Our starters arrived and we dug in. The gnocchi was heaven.

“So enough about me,” I said.

Diane laughed. “Don’t be ridiculous. It’s
always
about you.” She drained her drink and signaled the waiter for another.

“So? Tell me about the new guy,” I demanded.

“It’s fantastic so far. Notice I have to qualify it? God knows it’s been forever.”

I chuckled. “Um, I think it was only like six weeks ago you dumped Brad.”

“Blake,” Diane corrected cheerfully. “What was that about anyway? He was so grungy.”

I nodded my agreement. “It was a look.”

“Great kisser, though.”

“You look fabulous, by the way. Is that Armani? You get a raise or something?”

Diane broke out her big white smile. “There’s more where this came from. We spent a whole day shopping last weekend.”

“He took you shopping? Wow. That’s so … so Richard Gere in
Pretty Woman
, isn’t it?”

“Oh, come on, Keye. Let me enjoy this, okay? I think it’s sweet.”

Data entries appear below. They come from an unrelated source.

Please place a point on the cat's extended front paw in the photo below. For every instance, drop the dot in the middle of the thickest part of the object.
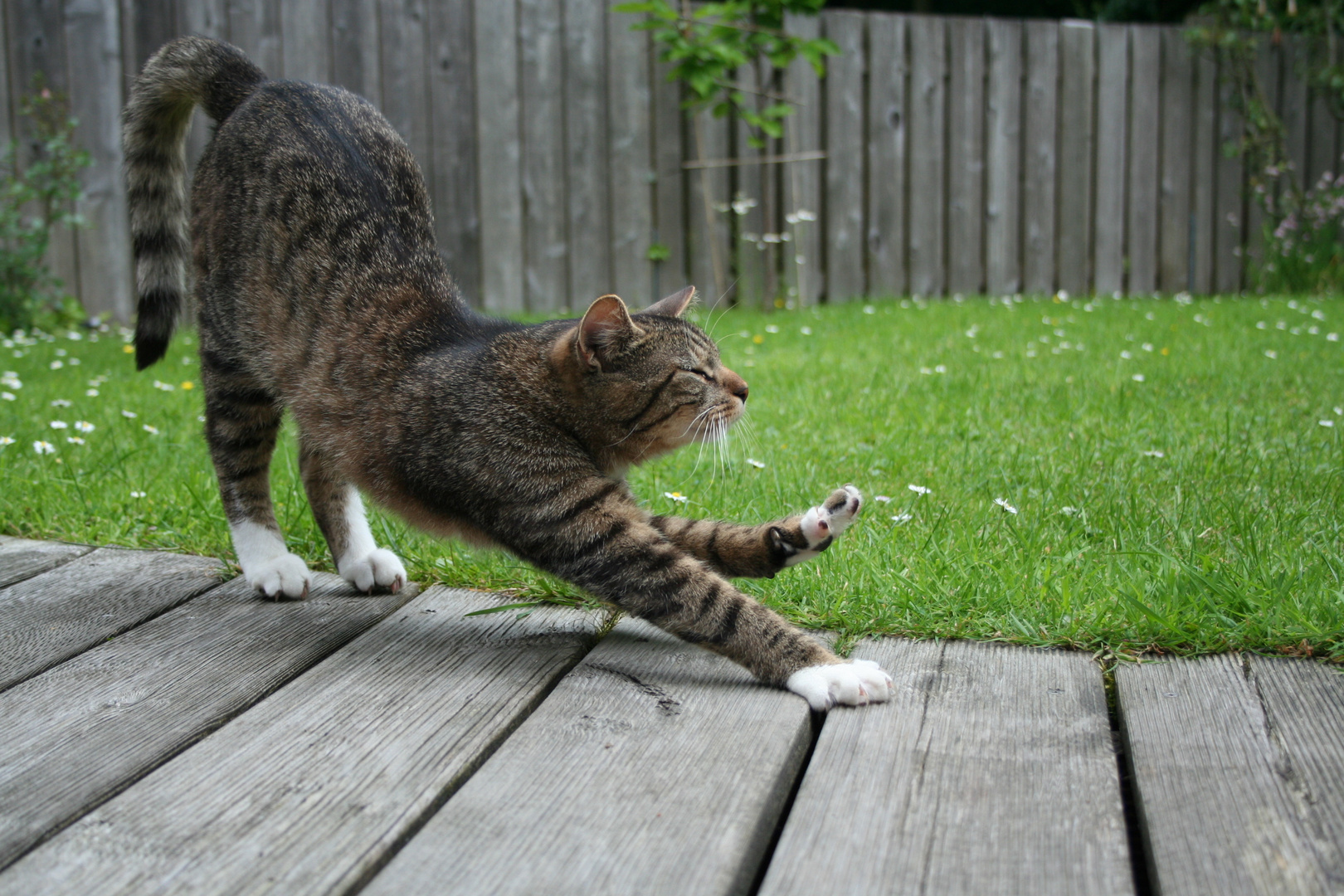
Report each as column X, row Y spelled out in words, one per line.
column 821, row 524
column 377, row 567
column 852, row 684
column 284, row 575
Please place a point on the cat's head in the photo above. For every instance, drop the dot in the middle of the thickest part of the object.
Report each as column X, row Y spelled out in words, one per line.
column 650, row 382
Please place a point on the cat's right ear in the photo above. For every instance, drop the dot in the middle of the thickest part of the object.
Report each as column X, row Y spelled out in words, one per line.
column 605, row 325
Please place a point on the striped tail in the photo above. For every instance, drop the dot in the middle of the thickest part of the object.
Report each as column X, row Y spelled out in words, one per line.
column 183, row 74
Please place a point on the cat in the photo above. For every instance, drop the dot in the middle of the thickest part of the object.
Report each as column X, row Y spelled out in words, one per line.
column 320, row 290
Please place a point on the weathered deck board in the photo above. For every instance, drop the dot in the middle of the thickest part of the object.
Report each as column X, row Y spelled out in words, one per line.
column 58, row 614
column 134, row 702
column 652, row 767
column 309, row 790
column 991, row 772
column 1237, row 772
column 22, row 559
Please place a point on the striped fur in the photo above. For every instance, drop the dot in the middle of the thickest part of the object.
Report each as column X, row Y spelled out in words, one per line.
column 320, row 292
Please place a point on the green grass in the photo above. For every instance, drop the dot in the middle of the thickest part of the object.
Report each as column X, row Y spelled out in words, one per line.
column 1196, row 509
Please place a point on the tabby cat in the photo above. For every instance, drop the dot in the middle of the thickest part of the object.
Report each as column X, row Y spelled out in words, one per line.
column 320, row 290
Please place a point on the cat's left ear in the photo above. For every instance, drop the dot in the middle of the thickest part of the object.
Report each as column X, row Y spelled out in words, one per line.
column 672, row 305
column 605, row 325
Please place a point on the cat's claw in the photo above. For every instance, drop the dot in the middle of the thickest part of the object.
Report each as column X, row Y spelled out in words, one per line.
column 852, row 684
column 285, row 575
column 821, row 524
column 379, row 567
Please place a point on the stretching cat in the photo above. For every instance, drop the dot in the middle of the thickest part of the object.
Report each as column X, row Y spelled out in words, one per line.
column 320, row 290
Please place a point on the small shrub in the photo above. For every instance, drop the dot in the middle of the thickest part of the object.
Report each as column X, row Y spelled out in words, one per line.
column 35, row 199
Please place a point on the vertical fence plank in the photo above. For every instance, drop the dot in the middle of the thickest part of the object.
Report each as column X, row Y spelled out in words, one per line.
column 967, row 156
column 670, row 188
column 254, row 28
column 499, row 155
column 1227, row 197
column 1174, row 268
column 544, row 275
column 91, row 35
column 749, row 217
column 1003, row 179
column 632, row 176
column 355, row 49
column 1079, row 69
column 804, row 264
column 1112, row 139
column 38, row 46
column 928, row 155
column 845, row 158
column 1038, row 188
column 452, row 95
column 1144, row 119
column 585, row 147
column 888, row 71
column 305, row 32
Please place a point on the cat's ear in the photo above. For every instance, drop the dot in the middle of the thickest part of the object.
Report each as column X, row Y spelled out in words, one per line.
column 672, row 305
column 605, row 325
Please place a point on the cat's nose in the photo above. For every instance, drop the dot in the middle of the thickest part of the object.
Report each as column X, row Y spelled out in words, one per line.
column 735, row 384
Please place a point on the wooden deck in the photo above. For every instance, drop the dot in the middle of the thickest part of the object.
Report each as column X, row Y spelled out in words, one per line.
column 162, row 733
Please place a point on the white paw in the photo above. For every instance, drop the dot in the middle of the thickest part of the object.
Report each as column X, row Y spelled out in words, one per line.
column 377, row 567
column 854, row 684
column 284, row 575
column 824, row 523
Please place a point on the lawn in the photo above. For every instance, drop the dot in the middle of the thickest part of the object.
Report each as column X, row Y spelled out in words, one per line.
column 1125, row 476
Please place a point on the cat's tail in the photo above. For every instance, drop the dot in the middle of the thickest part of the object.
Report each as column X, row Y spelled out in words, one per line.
column 183, row 74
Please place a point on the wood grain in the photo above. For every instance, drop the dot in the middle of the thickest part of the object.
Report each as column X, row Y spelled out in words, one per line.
column 889, row 71
column 845, row 275
column 75, row 735
column 58, row 614
column 1040, row 104
column 1237, row 766
column 1077, row 149
column 928, row 155
column 967, row 156
column 992, row 772
column 23, row 559
column 312, row 789
column 652, row 767
column 1003, row 178
column 542, row 84
column 1112, row 143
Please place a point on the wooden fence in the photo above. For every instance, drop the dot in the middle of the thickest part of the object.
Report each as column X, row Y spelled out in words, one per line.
column 960, row 155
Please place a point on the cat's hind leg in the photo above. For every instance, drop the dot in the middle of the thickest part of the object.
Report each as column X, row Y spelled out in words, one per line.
column 340, row 514
column 241, row 426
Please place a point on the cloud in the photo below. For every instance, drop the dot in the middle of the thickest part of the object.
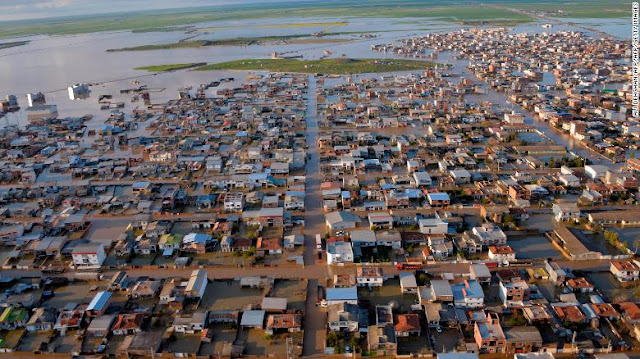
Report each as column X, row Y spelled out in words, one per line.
column 36, row 5
column 53, row 4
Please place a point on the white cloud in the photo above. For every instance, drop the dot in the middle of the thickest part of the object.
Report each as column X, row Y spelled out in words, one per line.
column 54, row 4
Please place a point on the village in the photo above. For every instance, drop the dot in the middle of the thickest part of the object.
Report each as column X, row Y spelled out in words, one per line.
column 285, row 214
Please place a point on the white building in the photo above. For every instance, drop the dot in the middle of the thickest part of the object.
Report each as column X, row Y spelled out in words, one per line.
column 422, row 179
column 78, row 91
column 234, row 202
column 468, row 294
column 369, row 276
column 502, row 253
column 489, row 234
column 569, row 180
column 197, row 284
column 339, row 252
column 88, row 255
column 433, row 225
column 566, row 211
column 35, row 99
column 625, row 270
column 408, row 283
column 595, row 171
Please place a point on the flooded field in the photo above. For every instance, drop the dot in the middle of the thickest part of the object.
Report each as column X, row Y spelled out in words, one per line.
column 533, row 247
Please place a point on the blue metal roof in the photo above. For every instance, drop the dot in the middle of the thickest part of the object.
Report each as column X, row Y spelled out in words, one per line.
column 99, row 301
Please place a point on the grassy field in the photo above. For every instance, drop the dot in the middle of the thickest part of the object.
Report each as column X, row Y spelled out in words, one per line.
column 454, row 11
column 235, row 41
column 305, row 24
column 7, row 45
column 172, row 67
column 325, row 66
column 577, row 9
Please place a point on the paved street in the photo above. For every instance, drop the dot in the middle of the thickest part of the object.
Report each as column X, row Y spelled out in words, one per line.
column 314, row 324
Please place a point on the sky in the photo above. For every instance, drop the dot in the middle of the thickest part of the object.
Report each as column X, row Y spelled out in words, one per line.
column 39, row 9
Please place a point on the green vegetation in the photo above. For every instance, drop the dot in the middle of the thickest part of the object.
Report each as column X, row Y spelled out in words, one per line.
column 156, row 19
column 325, row 66
column 167, row 29
column 172, row 67
column 305, row 24
column 8, row 45
column 490, row 11
column 235, row 41
column 577, row 9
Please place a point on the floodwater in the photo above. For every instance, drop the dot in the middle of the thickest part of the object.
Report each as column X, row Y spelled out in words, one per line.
column 51, row 63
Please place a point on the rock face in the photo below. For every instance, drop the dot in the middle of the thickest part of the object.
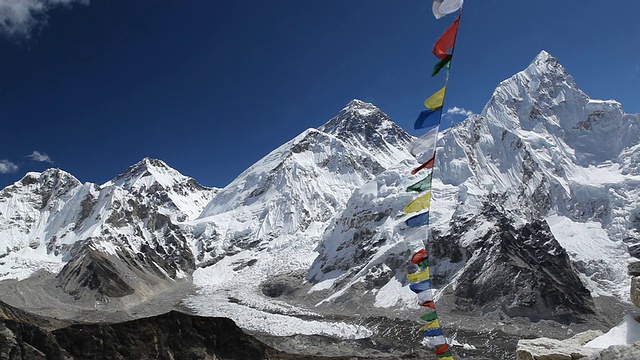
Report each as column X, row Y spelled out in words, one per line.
column 169, row 336
column 631, row 352
column 522, row 271
column 551, row 349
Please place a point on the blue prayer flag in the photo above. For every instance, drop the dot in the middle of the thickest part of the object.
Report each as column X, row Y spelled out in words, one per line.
column 421, row 286
column 433, row 332
column 418, row 220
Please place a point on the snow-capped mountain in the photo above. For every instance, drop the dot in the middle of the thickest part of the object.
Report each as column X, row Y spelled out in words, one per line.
column 534, row 207
column 91, row 235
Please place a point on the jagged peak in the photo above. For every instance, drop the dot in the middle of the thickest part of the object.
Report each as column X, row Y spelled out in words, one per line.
column 358, row 117
column 50, row 177
column 545, row 83
column 147, row 170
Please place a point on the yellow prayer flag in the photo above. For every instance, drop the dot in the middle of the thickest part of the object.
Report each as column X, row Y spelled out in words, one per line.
column 431, row 325
column 420, row 203
column 419, row 276
column 435, row 101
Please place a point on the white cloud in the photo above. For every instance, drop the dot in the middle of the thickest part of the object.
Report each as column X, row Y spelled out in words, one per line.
column 7, row 167
column 38, row 156
column 18, row 18
column 459, row 111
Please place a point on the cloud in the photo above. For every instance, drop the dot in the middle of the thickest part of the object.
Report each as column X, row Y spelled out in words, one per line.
column 19, row 18
column 7, row 167
column 459, row 111
column 38, row 156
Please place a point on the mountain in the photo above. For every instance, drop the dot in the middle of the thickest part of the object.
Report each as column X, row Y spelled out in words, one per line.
column 534, row 217
column 101, row 241
column 173, row 335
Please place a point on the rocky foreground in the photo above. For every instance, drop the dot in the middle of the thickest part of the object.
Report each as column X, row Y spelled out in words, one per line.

The waiter delivered Diane’s second elderflower cosmo in a wide martini glass. It had a lovely lavender tint and a thin layer of ice on the top. I could smell it. Diane held up her glass. “I drink for those who can’t,” she told me. “Cheers.”

“So selfless.” I smiled.

“This one’s different, Keye. It feels like the big one.”

Diane believed fully in love, believed everyone had a soul mate, a perfect match—the big one. I had believed it once too, but that was a long time ago.

“Tell me everything. Name, rank, serial—”

“Good evening, Dr. Street.”

“Jacob!” I dropped my fork. I couldn’t have been more shocked if he’d hit my thumb with a hammer.

“Pardon the intrusion, but I couldn’t let the opportunity pass.” Jacob Dobbs stood at our table, looked at Diane. “My, aren’t
you
lovely.” He was wearing a perfectly tailored suit with strong shoulders to project the power he so enjoyed. Dobbs was fair-skinned with light eyes. He looked like he’d just shaved. I could smell his cologne.

Diane smiled and extended a hand to shake Jacob’s. Instead, he bent forward and kissed the top of her hand. Diane’s fair skin reddened.